Amsterdam has 14 tram lines traversing the city, all numbered for easy identification. But though there are tram numbered 1 through 5, the number “8” is unlikely to ever be used against due to its involvement with the Holocaust.
The line was first established in 1905 and ran between Central Station and Weesperzijde, traversing many Jewish neighborhoods in the process. It actually became known among locals as the “Jodentram.” In 1942, the Nazi regime banned Jews from traveling via public transport, which cut the line’s ridership in half.
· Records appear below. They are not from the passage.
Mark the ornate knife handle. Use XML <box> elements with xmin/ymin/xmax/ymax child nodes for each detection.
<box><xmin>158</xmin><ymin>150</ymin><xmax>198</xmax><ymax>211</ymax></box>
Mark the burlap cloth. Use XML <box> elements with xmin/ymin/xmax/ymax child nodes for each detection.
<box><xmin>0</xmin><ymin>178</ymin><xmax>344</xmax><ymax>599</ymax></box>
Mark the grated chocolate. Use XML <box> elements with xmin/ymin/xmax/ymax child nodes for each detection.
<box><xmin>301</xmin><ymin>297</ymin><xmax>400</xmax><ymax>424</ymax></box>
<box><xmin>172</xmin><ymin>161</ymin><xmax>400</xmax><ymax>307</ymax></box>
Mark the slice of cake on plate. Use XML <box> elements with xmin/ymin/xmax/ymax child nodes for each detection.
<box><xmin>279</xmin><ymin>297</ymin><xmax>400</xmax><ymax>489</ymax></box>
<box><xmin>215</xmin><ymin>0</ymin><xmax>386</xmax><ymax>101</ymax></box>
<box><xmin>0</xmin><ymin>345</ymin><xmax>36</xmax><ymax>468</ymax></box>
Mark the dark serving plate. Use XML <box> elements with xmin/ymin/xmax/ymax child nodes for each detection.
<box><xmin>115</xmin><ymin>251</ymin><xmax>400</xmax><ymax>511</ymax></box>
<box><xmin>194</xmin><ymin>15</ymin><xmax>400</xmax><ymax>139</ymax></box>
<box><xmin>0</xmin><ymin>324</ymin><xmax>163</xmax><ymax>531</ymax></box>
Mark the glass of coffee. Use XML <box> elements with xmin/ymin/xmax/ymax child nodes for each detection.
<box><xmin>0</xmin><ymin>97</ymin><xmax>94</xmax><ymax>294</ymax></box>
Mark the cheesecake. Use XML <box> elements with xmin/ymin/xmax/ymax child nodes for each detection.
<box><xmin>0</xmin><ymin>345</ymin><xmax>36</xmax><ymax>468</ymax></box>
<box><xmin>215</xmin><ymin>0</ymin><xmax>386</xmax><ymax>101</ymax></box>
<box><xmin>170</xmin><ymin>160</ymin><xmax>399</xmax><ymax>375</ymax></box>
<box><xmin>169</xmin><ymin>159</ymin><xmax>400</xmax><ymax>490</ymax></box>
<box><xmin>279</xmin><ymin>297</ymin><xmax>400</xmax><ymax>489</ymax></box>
On top of a staff shortage, there was no reason to keep the 8 line running so it was eliminated.
Only a week later the Nazis began deporting Jews en masse, transporting them along the former line 8 as well as numbers 7, 9, 16, and 24. This, combined with the discontinuation of the route, left a permanent mark on the name of tram line 8. In the 1990s Gemeente Vervoerbedrijf (GVB) tried to reuse the number for a tourist tram, but after a strong public outcry, switched it to number 20.
Today the former route has been reactivated, but under the number 4 instead. An old sign located inside the Amsterdam Museum mentions the deportations, leading to it becoming a symbol of how the Jewish people were persecuted and killed in the Holocaust.
Know Before You Go
To view the sign you must go to the World War II section of the Amsterdam Museum. The museum is a short walk west of Rokin, where the tram used to run up toward Central Station.